シャシにはカーボンファイバー製モノコックを採用し、ボディデザインはフェラーリのデザイン部門を率いるフラビオ・マンゾーニが担当しました。さらに、可動式のフロントフラップやリアスポイラーなど、アクティブエアロダイナミクスを採用。速度や走行状況に応じて空力性能を変化させ、強力なダウンフォースと高速安定性を両立しています。

今回の個体は2015年2月、コロラド州で新車納車された米国仕様です。ボディはフェラーリを象徴するロッソ・コルサ(赤)で、ルーフにはネロ(黒)を組み合わせています。インテリアもネロで統一された、非常にクラシックな仕様です。
特筆すべきは、わずか711マイルという走行距離です。
新車から一人のオーナーによって所有され、走行距離は少ないものの定期的なメンテナンスが続けられてきました。2025年5月には大規模な整備を実施し、ハイブリッドシステムの高電圧バッテリーも交換・アップグレードされています。この整備費用はなんと34万9183ドル(約5200万円)に達しました。

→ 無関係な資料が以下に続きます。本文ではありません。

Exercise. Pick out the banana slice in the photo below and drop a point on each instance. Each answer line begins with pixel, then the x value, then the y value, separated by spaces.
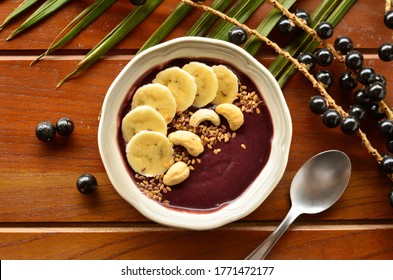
pixel 227 85
pixel 232 113
pixel 206 80
pixel 204 115
pixel 181 84
pixel 142 118
pixel 188 140
pixel 150 153
pixel 157 96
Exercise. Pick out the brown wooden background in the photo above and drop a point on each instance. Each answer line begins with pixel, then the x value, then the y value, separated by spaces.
pixel 43 216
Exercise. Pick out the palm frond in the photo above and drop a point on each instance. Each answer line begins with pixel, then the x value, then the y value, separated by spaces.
pixel 19 10
pixel 253 44
pixel 241 11
pixel 203 24
pixel 41 13
pixel 84 19
pixel 181 10
pixel 133 19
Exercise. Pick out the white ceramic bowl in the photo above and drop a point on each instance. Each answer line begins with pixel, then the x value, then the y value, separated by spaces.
pixel 195 47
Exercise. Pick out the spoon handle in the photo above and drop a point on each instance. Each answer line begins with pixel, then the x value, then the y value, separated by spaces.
pixel 264 248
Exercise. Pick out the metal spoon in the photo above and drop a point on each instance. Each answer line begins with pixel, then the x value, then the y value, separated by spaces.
pixel 316 186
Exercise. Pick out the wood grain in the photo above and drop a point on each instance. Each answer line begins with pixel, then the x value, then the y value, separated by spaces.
pixel 40 207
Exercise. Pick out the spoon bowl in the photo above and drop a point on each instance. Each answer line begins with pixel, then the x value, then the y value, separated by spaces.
pixel 318 184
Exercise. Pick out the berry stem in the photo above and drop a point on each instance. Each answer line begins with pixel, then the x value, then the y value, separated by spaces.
pixel 300 23
pixel 388 5
pixel 366 143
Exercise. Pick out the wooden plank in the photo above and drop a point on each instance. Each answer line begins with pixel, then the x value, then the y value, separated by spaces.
pixel 321 242
pixel 366 34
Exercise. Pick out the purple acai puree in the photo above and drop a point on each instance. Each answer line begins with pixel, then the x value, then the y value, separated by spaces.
pixel 223 177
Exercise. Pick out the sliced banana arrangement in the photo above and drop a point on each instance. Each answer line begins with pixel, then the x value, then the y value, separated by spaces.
pixel 150 153
pixel 204 93
pixel 142 118
pixel 206 81
pixel 157 96
pixel 181 84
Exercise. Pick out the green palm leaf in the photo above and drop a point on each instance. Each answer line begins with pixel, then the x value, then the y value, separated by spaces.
pixel 241 11
pixel 84 19
pixel 203 24
pixel 253 44
pixel 133 19
pixel 42 12
pixel 181 10
pixel 19 10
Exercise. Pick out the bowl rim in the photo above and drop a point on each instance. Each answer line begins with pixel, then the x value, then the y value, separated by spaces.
pixel 184 219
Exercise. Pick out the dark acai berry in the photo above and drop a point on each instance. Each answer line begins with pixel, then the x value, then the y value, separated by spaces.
pixel 325 77
pixel 354 60
pixel 86 184
pixel 376 91
pixel 385 52
pixel 343 45
pixel 390 197
pixel 387 164
pixel 237 35
pixel 285 25
pixel 318 104
pixel 45 131
pixel 325 30
pixel 379 78
pixel 376 111
pixel 307 60
pixel 324 57
pixel 304 15
pixel 331 118
pixel 361 97
pixel 366 75
pixel 347 81
pixel 64 126
pixel 388 19
pixel 389 145
pixel 357 111
pixel 138 2
pixel 350 125
pixel 385 128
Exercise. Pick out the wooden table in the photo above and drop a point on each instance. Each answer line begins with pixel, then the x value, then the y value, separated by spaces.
pixel 43 216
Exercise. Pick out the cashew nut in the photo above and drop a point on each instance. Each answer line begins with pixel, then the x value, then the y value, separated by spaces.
pixel 232 113
pixel 176 174
pixel 204 115
pixel 188 140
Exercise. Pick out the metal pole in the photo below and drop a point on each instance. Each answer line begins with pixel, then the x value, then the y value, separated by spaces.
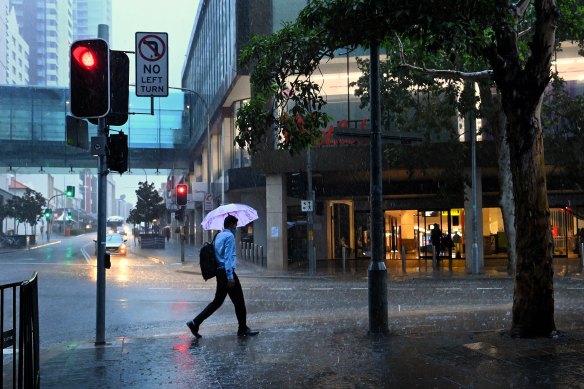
pixel 310 216
pixel 378 311
pixel 581 257
pixel 103 33
pixel 475 237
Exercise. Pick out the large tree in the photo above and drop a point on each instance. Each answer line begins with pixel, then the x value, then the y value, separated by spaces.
pixel 150 205
pixel 517 41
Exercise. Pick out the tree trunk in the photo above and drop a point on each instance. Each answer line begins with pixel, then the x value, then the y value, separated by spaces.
pixel 522 83
pixel 533 300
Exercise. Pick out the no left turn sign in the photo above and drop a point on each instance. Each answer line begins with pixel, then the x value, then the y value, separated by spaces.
pixel 152 64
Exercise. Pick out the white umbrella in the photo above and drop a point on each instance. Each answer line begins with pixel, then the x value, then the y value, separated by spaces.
pixel 244 214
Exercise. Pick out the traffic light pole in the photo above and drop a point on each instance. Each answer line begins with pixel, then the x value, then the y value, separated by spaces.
pixel 101 224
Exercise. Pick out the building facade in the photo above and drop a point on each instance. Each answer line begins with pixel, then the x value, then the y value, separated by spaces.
pixel 339 165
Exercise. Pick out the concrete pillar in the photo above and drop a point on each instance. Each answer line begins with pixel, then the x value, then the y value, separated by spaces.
pixel 468 226
pixel 276 227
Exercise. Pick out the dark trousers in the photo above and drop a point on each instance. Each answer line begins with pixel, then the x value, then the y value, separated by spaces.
pixel 235 294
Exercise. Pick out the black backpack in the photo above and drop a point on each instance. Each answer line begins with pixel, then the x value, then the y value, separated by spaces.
pixel 207 260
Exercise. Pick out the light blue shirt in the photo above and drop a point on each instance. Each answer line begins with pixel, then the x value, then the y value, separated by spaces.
pixel 225 252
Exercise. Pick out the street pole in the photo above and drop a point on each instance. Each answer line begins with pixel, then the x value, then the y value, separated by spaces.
pixel 102 130
pixel 475 236
pixel 378 311
pixel 310 216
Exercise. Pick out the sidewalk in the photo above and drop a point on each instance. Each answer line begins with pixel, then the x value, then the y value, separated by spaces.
pixel 335 354
pixel 320 353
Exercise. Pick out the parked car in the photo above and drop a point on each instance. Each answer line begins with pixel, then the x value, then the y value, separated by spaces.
pixel 115 244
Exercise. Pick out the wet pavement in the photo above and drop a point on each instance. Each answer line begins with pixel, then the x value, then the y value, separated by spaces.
pixel 329 352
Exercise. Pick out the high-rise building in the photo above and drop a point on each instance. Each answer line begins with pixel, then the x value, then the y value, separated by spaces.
pixel 88 14
pixel 13 48
pixel 49 27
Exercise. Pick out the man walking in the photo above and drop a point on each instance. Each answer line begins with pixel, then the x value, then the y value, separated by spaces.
pixel 227 282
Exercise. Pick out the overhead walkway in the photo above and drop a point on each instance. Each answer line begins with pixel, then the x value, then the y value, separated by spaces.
pixel 32 131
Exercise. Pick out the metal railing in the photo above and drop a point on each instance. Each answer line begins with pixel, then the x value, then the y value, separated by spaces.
pixel 253 253
pixel 25 358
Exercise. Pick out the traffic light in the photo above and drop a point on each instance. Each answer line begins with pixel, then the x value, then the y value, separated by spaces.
pixel 117 152
pixel 90 91
pixel 181 194
pixel 119 89
pixel 179 215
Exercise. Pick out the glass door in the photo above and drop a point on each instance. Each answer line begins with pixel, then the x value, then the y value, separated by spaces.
pixel 340 216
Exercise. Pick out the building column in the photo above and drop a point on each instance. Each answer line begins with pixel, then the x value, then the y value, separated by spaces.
pixel 468 226
pixel 276 227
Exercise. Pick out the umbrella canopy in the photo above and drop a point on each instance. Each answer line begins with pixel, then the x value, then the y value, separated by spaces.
pixel 244 214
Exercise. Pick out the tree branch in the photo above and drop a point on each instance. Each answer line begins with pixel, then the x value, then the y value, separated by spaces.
pixel 518 9
pixel 444 73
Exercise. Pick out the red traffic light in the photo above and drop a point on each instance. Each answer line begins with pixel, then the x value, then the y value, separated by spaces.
pixel 85 56
pixel 181 194
pixel 90 78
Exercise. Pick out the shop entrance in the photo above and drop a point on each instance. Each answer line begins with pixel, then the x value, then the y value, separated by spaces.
pixel 434 230
pixel 340 229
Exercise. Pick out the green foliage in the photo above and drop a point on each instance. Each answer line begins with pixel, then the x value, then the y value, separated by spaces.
pixel 28 208
pixel 563 117
pixel 150 205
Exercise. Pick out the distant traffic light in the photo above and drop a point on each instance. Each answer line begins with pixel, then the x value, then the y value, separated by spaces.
pixel 90 91
pixel 181 194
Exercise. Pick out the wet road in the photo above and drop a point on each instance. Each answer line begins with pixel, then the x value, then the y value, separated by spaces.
pixel 149 297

さらに2026年にはフェラーリ・クラシケの認証を取得し、エンジンとギアボックスがマッチングナンバーであることも確認されています。クラシケの「レッドブック」に加え、新車時の「イエローブック」、整備記録、スペアキー、ハイブリッド用充電器、専用ラゲッジ、スペアホイール2セットなども付属します。

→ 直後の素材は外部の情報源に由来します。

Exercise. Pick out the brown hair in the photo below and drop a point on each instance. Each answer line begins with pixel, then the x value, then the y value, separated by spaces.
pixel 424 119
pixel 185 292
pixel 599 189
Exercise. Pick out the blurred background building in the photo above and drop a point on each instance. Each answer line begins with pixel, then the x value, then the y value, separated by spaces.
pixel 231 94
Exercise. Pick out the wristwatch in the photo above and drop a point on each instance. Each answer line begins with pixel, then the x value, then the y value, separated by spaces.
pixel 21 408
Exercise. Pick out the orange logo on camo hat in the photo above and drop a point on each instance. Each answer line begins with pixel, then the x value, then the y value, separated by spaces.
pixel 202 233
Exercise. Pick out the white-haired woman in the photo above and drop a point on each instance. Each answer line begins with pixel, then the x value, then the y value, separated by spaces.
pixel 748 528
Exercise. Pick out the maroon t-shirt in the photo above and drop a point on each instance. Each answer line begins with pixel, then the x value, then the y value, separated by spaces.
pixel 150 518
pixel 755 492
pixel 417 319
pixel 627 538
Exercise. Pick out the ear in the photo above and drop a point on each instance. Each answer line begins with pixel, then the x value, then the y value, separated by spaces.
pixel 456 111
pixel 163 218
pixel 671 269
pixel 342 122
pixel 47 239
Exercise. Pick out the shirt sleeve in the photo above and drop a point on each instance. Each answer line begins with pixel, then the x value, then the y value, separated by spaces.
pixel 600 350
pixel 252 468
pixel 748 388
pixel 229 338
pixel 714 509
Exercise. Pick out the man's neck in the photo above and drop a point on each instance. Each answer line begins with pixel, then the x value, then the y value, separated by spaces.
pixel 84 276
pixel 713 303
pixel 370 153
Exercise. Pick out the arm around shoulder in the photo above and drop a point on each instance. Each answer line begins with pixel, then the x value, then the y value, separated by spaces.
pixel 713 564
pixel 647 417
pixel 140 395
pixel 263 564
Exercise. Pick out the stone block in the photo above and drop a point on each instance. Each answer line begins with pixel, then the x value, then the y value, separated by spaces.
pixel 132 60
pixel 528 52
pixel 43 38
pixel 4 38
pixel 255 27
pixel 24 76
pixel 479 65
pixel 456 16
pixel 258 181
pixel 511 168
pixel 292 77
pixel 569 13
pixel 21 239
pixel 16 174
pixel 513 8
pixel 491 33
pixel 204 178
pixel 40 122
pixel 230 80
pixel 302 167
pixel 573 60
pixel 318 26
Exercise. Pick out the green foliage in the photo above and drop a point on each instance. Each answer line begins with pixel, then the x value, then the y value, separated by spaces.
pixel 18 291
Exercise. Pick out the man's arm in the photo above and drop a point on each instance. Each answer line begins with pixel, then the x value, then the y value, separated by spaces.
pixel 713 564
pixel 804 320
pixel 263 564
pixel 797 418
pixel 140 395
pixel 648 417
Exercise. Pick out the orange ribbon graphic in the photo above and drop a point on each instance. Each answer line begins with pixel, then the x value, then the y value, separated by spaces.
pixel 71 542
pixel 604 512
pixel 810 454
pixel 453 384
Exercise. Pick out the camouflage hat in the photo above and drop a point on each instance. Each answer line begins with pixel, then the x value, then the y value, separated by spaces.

ラ・フェラーリは、フェラーリの歴代フラッグシップである「F40」、「F50」、「エンツォ」から続く「ビッグ6」の一角を占めるモデルです。しかも自然吸気V12とハイブリッドシステムを組み合わせたパワートレインは、現在のフェラーリへと続く重要な転換点となりました。
RMサザビーズの予想落札価格は500万~600万ドルです。1ドル=150円で単純換算すると、約7億5000万~9億円となります。
2026年1月のRMサザビーズ・アリゾナでは、走行1938マイルの別のラ・フェラーリが547万7500ドルで落札されており、今回の711マイルという低走行距離とクラシケ認証を考えると、予想の上限に迫る可能性もありそうです。